Read the notice carefully
Carefully read the notice in order to fully understand why the IRS is contacting you and the importance of the issue.
- Some IRS notices are sent via certified mail, such as the Notice of Intent to Levy, while others are mailed via regular post, like changes made to your tax return.
- Read all IRS letters and notices you receive, both certified and via regular mail. Do not ignore any of them.
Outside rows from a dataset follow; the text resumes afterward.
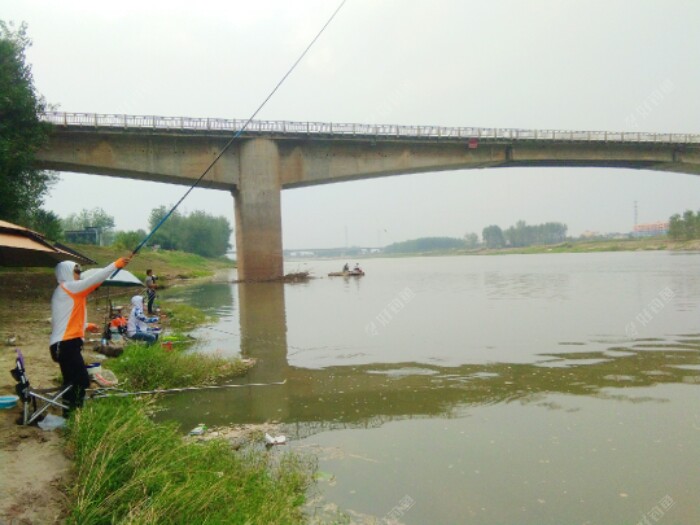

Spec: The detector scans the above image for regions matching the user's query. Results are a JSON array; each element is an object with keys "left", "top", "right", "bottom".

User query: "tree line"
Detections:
[
  {"left": 481, "top": 221, "right": 568, "bottom": 248},
  {"left": 0, "top": 20, "right": 232, "bottom": 257},
  {"left": 668, "top": 210, "right": 700, "bottom": 241},
  {"left": 59, "top": 206, "right": 233, "bottom": 257},
  {"left": 0, "top": 20, "right": 58, "bottom": 231}
]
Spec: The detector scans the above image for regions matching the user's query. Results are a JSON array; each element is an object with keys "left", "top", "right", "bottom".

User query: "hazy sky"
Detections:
[{"left": 5, "top": 0, "right": 700, "bottom": 248}]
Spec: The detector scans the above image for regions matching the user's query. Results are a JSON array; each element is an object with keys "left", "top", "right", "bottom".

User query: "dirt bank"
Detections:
[{"left": 0, "top": 272, "right": 71, "bottom": 525}]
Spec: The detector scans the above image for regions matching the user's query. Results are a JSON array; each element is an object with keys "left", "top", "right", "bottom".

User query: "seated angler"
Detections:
[{"left": 126, "top": 295, "right": 158, "bottom": 345}]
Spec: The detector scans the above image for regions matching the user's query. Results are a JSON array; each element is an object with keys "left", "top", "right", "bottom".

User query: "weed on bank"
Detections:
[
  {"left": 104, "top": 343, "right": 248, "bottom": 391},
  {"left": 67, "top": 398, "right": 315, "bottom": 525}
]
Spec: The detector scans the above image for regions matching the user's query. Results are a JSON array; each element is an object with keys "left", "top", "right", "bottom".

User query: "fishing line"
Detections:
[
  {"left": 88, "top": 379, "right": 287, "bottom": 399},
  {"left": 120, "top": 0, "right": 347, "bottom": 276}
]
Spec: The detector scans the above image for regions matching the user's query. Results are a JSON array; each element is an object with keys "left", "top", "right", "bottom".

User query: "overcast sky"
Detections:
[{"left": 5, "top": 0, "right": 700, "bottom": 248}]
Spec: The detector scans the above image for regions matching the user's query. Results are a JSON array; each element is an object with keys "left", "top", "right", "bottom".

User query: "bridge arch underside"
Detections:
[
  {"left": 36, "top": 129, "right": 700, "bottom": 280},
  {"left": 36, "top": 130, "right": 700, "bottom": 190}
]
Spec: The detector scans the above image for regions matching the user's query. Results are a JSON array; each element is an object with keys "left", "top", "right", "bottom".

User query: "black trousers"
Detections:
[
  {"left": 49, "top": 337, "right": 90, "bottom": 416},
  {"left": 148, "top": 290, "right": 156, "bottom": 314}
]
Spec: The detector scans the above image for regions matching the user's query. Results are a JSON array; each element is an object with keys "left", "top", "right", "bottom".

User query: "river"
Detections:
[{"left": 156, "top": 252, "right": 700, "bottom": 525}]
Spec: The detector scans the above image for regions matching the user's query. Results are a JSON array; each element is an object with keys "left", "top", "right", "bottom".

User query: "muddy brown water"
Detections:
[{"left": 160, "top": 252, "right": 700, "bottom": 525}]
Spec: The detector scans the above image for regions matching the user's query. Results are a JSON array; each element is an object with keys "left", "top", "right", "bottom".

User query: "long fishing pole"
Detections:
[{"left": 112, "top": 0, "right": 347, "bottom": 277}]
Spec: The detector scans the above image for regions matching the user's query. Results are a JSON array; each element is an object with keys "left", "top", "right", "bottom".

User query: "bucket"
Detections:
[
  {"left": 0, "top": 395, "right": 19, "bottom": 408},
  {"left": 85, "top": 363, "right": 102, "bottom": 377}
]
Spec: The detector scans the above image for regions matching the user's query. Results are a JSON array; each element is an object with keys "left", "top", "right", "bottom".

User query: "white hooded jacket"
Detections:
[
  {"left": 126, "top": 295, "right": 155, "bottom": 337},
  {"left": 49, "top": 261, "right": 117, "bottom": 345}
]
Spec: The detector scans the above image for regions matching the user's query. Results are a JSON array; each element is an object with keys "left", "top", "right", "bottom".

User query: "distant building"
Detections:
[
  {"left": 63, "top": 228, "right": 102, "bottom": 246},
  {"left": 632, "top": 222, "right": 668, "bottom": 237}
]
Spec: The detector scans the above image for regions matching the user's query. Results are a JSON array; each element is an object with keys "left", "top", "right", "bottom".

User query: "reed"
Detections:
[
  {"left": 66, "top": 398, "right": 316, "bottom": 525},
  {"left": 104, "top": 343, "right": 250, "bottom": 390}
]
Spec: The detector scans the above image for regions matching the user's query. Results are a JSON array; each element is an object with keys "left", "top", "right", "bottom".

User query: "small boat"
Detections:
[{"left": 328, "top": 270, "right": 365, "bottom": 277}]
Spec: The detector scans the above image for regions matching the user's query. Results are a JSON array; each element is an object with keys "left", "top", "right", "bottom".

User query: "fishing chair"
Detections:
[{"left": 10, "top": 348, "right": 73, "bottom": 425}]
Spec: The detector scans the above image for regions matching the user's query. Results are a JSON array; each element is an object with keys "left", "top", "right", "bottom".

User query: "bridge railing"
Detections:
[{"left": 41, "top": 111, "right": 700, "bottom": 144}]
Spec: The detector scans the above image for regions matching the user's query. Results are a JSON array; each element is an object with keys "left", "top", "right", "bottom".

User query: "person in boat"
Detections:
[
  {"left": 126, "top": 295, "right": 158, "bottom": 345},
  {"left": 49, "top": 255, "right": 132, "bottom": 416}
]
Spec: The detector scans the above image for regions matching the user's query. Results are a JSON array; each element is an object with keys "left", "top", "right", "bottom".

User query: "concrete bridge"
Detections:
[{"left": 36, "top": 112, "right": 700, "bottom": 280}]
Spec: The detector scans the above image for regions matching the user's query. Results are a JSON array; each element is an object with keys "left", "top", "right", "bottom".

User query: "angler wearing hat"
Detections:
[{"left": 49, "top": 254, "right": 133, "bottom": 416}]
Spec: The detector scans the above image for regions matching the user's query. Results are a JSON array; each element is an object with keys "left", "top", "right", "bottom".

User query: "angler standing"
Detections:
[
  {"left": 49, "top": 254, "right": 133, "bottom": 416},
  {"left": 146, "top": 268, "right": 158, "bottom": 315}
]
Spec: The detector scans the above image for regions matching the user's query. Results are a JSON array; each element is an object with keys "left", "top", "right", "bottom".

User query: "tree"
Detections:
[
  {"left": 464, "top": 233, "right": 479, "bottom": 249},
  {"left": 384, "top": 237, "right": 465, "bottom": 253},
  {"left": 148, "top": 206, "right": 182, "bottom": 250},
  {"left": 0, "top": 21, "right": 56, "bottom": 224},
  {"left": 481, "top": 224, "right": 506, "bottom": 248},
  {"left": 28, "top": 208, "right": 63, "bottom": 241},
  {"left": 148, "top": 206, "right": 233, "bottom": 257},
  {"left": 62, "top": 208, "right": 114, "bottom": 231},
  {"left": 182, "top": 211, "right": 233, "bottom": 257},
  {"left": 114, "top": 230, "right": 146, "bottom": 250},
  {"left": 668, "top": 213, "right": 683, "bottom": 241}
]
- The IRS will not send these notices by email or contact you by phone.
Take the required action
Once you’ve carefully reviewed the letter, you'll know if any action is required on your part. Ignoring it can cause additional steps to be taken by the IRS. For example, a demand for payment notice will progress to a Notice of Intent to Levy, if you ignore it.
You can avoid this by:
- Calling the phone number shown on the demand for payment notice
- Making a payment or setting up an installment plan with the IRS
- Responding within the time frame stated on the notice
If you agree with the notice
You typically don’t need to respond with an explanation if you agree with the notice, though exceptions may apply. For example, if the gross income reported to the IRS by your employer does not match what you put on your return, the agency will send you:
- Notice CP-2000
- A proposal to adjust your income
- Credits or deductions
If you agree with the notice, fill out, sign and mail the response form to the IRS. The agency will make the appropriate changes to your tax account.
If you disagree with the notice
Respond exactly as instructed on the notice if you disagree with the IRS assessment. In this case, do not sign the CP-2000 Notice response form. Instead, on a separate document include:
- Reason why you disagree
- Your phone number
- Best time to be reached by the IRS
Sign the statement, attach it to the unsigned response form and mail the documents to the IRS.
Keep copies of all letters and notices that you receive from the IRS as well as documents you send to the agency, in case you need to refer to the information in the future.
Scams to look out for
IRS letters and notices are sent to you by mail through the USPS.
- Do not respond to requests for personal or financial information you may receive via email or social media.
- Don't give out any information to anyone who calls you demanding immediate payment for your tax bill. These callers pretend to work for the IRS and often use fake IRS identification numbers to make you think they are legitimate, when, in reality, they're scammers.